I give all that background to note the huge disconnect between a company’s policies around food handling and the realities of food prep at the actual store. If I worked at Roy’s under the same conditions today and they told me to dedicate a fries-only fryer in order to not cross-contaminate the oil, I would not have any confidence that when the restaurant was busy that a co-worker wouldn’t drop a load of fries into the contaminated fryer to speed things up. Fries are way more popular than nuggets or chicken sandwiches, and the line is long, and who’s really going to know, right? And what about the fry baskets? If a co-worker accidentally pours a bag of frozen fries into the nuggets basket causing cross-contamination, they are not going to throw all of those out on the off-chance that someone with a gluten issue might wander in. And then, depending on where they end up frying them, they’ve just contaminated either that load of fries or the whole gf-dedicated fryer, the warming bin for cooked fries, and the fry scoop.
And as far as items from the grill, I can’t imagine how they wouldn’t be cross-contaminated.
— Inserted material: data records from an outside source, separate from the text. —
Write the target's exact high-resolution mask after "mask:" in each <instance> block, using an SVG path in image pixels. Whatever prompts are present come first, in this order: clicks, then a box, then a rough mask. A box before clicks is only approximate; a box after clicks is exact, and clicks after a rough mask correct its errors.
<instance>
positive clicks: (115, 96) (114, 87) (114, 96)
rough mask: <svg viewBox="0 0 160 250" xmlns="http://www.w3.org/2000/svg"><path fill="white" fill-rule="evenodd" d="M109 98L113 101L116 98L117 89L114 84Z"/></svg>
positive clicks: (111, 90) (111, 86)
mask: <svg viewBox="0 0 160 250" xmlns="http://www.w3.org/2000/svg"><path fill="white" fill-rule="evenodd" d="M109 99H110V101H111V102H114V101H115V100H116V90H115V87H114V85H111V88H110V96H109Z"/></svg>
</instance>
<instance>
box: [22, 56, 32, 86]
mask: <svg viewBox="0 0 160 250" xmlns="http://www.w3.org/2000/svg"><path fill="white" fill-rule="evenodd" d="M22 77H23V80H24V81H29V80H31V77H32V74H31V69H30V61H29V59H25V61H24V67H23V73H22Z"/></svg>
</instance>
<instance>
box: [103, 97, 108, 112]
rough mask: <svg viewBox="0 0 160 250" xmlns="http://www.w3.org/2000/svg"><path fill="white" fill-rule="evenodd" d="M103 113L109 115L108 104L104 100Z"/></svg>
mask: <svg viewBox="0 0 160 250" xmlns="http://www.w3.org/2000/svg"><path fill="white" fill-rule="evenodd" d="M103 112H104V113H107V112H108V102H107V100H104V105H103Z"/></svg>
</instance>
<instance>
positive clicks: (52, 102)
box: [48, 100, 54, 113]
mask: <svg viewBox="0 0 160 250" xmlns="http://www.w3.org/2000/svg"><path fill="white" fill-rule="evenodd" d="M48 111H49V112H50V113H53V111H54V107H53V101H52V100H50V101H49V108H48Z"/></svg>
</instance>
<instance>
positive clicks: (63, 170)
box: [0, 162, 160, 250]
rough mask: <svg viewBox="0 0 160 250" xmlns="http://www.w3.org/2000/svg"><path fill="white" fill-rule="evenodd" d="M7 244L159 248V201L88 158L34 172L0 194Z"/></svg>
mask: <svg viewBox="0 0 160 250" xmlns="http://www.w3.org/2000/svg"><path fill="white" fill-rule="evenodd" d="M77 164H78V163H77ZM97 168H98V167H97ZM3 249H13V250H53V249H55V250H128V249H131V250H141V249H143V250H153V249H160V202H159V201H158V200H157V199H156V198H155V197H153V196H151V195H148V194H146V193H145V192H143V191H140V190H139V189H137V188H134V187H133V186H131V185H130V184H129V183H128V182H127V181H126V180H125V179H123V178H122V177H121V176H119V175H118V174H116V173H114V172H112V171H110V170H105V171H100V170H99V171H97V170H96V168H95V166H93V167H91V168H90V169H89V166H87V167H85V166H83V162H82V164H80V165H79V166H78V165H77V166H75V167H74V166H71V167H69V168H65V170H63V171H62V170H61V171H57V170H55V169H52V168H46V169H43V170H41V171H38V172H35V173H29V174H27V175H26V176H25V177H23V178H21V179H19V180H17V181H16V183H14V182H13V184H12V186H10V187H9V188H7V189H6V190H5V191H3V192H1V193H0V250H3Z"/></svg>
At the very minimum, an employee can get fresh gloves and a clean spatula and maybe even wipe down the grill, but midday cleaning of a hot grill in my experience was either just scraping grease into the grease trough with the same spatula or maybe pouring seltzer water over the grill and then scraping it down. Even if bread is not ever technically on the grill, spatula contact from burger to bun is how it’s done. And, as with my chicken breast sandwich prep for personal consumption, I’m living proof that employees don’t always follow company regulations.
In my restaurant, the veggie prep area was separate from all of the chicken breading and biscuit making and hot food cooking, so it would have been the zone least likely to experience cross-contamination. Not all restaurants have that luxury of space, so I wouldn’t count salads as a sure bet, but I suppose I might gamble and eat a tossed salad from a fast food place if I really had to, as long as it didn’t have croutons and the dressing came in a packet with a list of ingredients (or no dressing all together.)
So, in the end, I applaud any corporate efforts to accommodate the needs of gf patrons. Even if I don’t believe I can eat safely in these restaurants and cannot recommend that anyone with celiac disease eat there either, they are raising awareness both with their employees and the general public about gluten issues.